Comparative Study of the Clinical Outcome After Liver Transplantation Between the High and Low Tacrolimus Sensitivity Groups

Acute Allograft Rejection and Infection. Acute rejection episodes occurred in eight recipients 7–15 days after transplantation (cases 11, 12, 17, 19, 23, 25, 26, and 28; Table 1). The number of recipients experiencing allograft rejection in the low-sensitivity group was six (cases 17, 19, 23, 25, 26, and 28) out of 12 (50.0%), whereas the number of recipients experiencing allograft rejection in the high-sensitivity group was two (cases 11 and 12) out of 16 (12.5%). Therefore, the incidence in the low-sensitivity group was significantly higher than that in the high-sensitivity group (p = 0.0297) (Table 3). Moreover, the severity of acute rejection episodes in the low tacrolimus-sensitive group was moderate to severe in five cases and was mild in one case, whereas the severity in two cases of the high tacrolimus-sensitive group was mild. In contrast, viral, fungal, and bacterial infections were observed in seven recipients 4–30 days after transplantation (Table 1). The incidence of infections in the high tacrolimus-sensitive group was six (cases 2, 5, 7, 9, 11, and 12) out of 16 cases (37.5%), which was significantly higher than the incidence of 1 (case 21) out of 12 cases (8.3%) of the low-sensitivity group (p = 0.0401) (Table 3). Four recipients of the low-sensitivity group (cases 17, 19, 23, and 26; 33.3%) died from acute allograft rejection, whereas two recipients of the high-sensitivity group (cases 11 and 12) survived instead of experiencing rejection episodes. On the other hand, one patient (case 5; 6.25%) of the high-sensitivity group died from infection after transplantation, while none of the recipients in the low-sensitivity group died from infection.
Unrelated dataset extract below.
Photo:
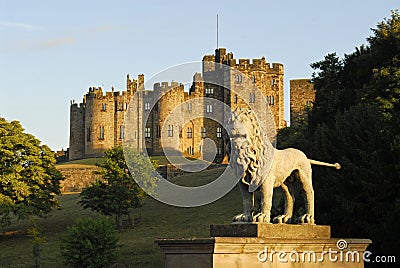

Other Clinical Indices. The total tacrolimus doses during the 4 weeks after the operation were not significantly different between the high tacrolimus-sensitive group and the low-sensitivity group (Fig. 3a). In addition, tacrolimus blood concentrations were not significantly different between the two groups during the monitoring period (Fig. 3b). The incidences of tacrolimus-related side effects, including nephrotoxicity and cardiotoxicity, other than infection, were also not significantly different between the two groups. These recipients included in the present study occasionally used mycophenolate mofetil and/or basiliximab, but the incidence of any of these drugs between the high and low tacrolimus sensitivity groups was not significantly different. The IC₅₀ values for tacrolimus on the blastogenesis of PBMCs were not significantly different between the cirrhosis patients with hepatitis virus infection and those without hepatitis virus infection (data not shown).

Figure 3.

Mean tacrolimus doses (a) and blood trough concentrations (b) in liver transplant recipients with PBMCs exhibiting relatively high (open symbols) and low (closed symbols) sensitivity to tacrolimus in vitro. No significant differences in these indices were observed between the two recipient groups.

Discussion

Acute allograft rejection resulting from insufficient immunosuppression and, conversely, severe infection resulting from excess immunosuppression are both fatal in the early phases of liver transplantation. Therefore, the evaluation of individual responses to the therapeutic efficacy of the drugs before the operation might be critical for successful maintenance immunosuppressive therapy in liver transplantation. The present study showed that the recipients with PBMCs exhibiting low sensitivity to tacrolimus in vitro have a significantly high risk of acute rejection, whereas the recipients with PBMCs exhibiting relatively high sensitivity to tacrolimus have a significantly high risk of infection after living-donor liver transplantation.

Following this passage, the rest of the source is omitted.